Thanks to Burton nonetheless. The brute force of the Hollywood machine has propelled all things Alice back on the tip on the culture's mind. It's a well-known story but not one that isn’t discussed as often as you'd think. Even in academia, few have attempted interpretations. The truth is no one really knows what to make of the books. Undeterred, A.S. Byatt admits in her Guardian article that Alice stands on its own, "it's different from other imagined worlds."
Time and space are different here, "progress in the looking-glass world is in mad rushes and jumps at inordinate speeds across the chessboard". It's some "other kind of order", perhaps one emanating from Carroll understanding of the order of nature.
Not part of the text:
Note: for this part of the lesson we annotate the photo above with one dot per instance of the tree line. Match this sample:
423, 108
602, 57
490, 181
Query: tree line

His background was in mathematics.
Alice makes you think about its language, it makes you, along with Alice, try to sort out a world that only keeps amplifying its resistance to analysis. Alice remains in control of her mind until she recognises this world’s she’s in for what it is.
Byatt makes a fascinating comparison between Alice and other children’s book of the time. Distinctive features of 19th century British children’s literature include, self-sufficience, the undefeatable armour of the British child. Also, British children keep their wits about them even as they are often taken to different, worlds and wonderlands.
This, I believe, arcs back to Defoe’s 18th century tale of Robinson Crusoe, a tale which heralds steely British nature. By recreating as much of the British world and his British-ness on the island, Crusoe can thrive in any desolate, barbarian setting.
These were times of indoctrination, in the unwavering superiority of the British empire, from Defoe’s time to its height, in the second half of the nineteenth century, when Alice, Kipling's Jungle Books and The Wind in the Willows were published.
British inner strength, the one that can see it through any jungle or wonderland, was originally based on the real time Robinson Crusoe, who was found on a deserted island, alive, yes, but absolutely barking mad. One has to wait until Golding’s The Lord of the Flies, to get a real taste of the frailty of the human mind (even British) when confronted with a “savage” environment.
In the end though, the hardiness of Alice’s mind and her self-control is not an unworthy trait to convey to young minds, especially young girl’s minds. And, it goes without saying that it’s Carroll’s imagination and our imagination of it that makes Alice a singular gem in world literature.